Other things were not electronic. A great stone slab etched with forms that might have been Egyptian—or Incan, for that matter. Piles of books scattered on the floor, some left open, others with pages torn free. A great curved sword, its hilt beaten gold and shaped like coiling snakes. An old stone statue of a woman with snakes wrapped around her arms and legs. And bloodstains, so many bloodstains.
Iara saw that the others had stopped up ahead, and she hurried to catch up, thankful that she had no more lines of the eel creatures to hop over. On the floor rested an aquarium as long as Iara was tall, and half as wide. Sitting in the water, glowing a warm and inviting gold, was a cluster of the miracoral.
The floor around the aquarium was etched with writing. It was in dozens, maybe hundreds of languages, some using the Latin alphabet, others using Cyrillic letters, or Greek, or Hebrew, or something that might have been Arabic. There were pictograms as well, carved into the tile with painstaking precision, a little cloud of words all around the miracoral.
Iara found it in Portuguese first. Venha aqui e comer. She kept
searching, and a moment later saw what looked like old Tupinamba. She knew only a few words and the bedtime song her mother always sang, but it looked like the same message, even if she wasn’t sure the grammar was right: Ur iké u. Then again in English: Come here and eat.
“It’s the same in both English and Tagalog,” Hawk whispered. “Halika’t kumain. Like a really formal invitation.”

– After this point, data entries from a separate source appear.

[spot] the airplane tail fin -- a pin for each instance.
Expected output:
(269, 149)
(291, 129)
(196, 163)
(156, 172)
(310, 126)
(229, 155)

“And Mandarin Chinese,” Lori added quietly. “Lái zhèlĭ chī.” Everyone looked at her in surprise. “I did an immersion school as a kid.”
“I just thought you were kinda tan,” Hawk said.
“What about you, Tapper?” Maya asked. “Do they have it in, um . . . ?”
“Ebonics? No. I only speak English,” Tapper said. “What about you?”
“Maybe they have it in lolcat?”
While they went on, Iara looked at a computer printout of an old stone tablet. This one had a woman on it, lying on her back, and her dress turned into the waves of the ocean. Monsters crawled out of the ocean, things that looked like snakes or lizards or men with scorpion bodies . . .
“The Lake Foundation,” Iara whispered, and turned to the others. “In English, what does ‘foundation’ mean?”
“It’s like a company,” Maya said, “only sometimes it does nonprofit work, and on some shows, it’s the people who give the good guys secret robot cars.”
“Yes,” Iara said, “but it can also mean the, the . . .” She waved a hand in irritation. “The base, the bottom, yes?”
Tapper nodded. “The part everything else sits on.”
“Lake is not just a name, I think,” Iara said, and pointed at the woman. “I think she is the Lake Foundation. She is the source of it, where it all comes from.”
“So the statues and stuff all around here . . .” Maya gestured. “That’s her? I thought it was Medusa. Or a medusa, since in some shows it’s a type of monster instead of a person.”
“Could we not base plans on how to beat the evil monster lady on TV lore, Blondie?” Tapper made a quiet but very emphatic noise. “And if you’re thinking Greek, think of Echidna. Mother of monsters, including the hydra.” He gestured at the eels hanging from the support pillars around them. “Lots of snaky heads, cut off one and another appears. Sound familiar?”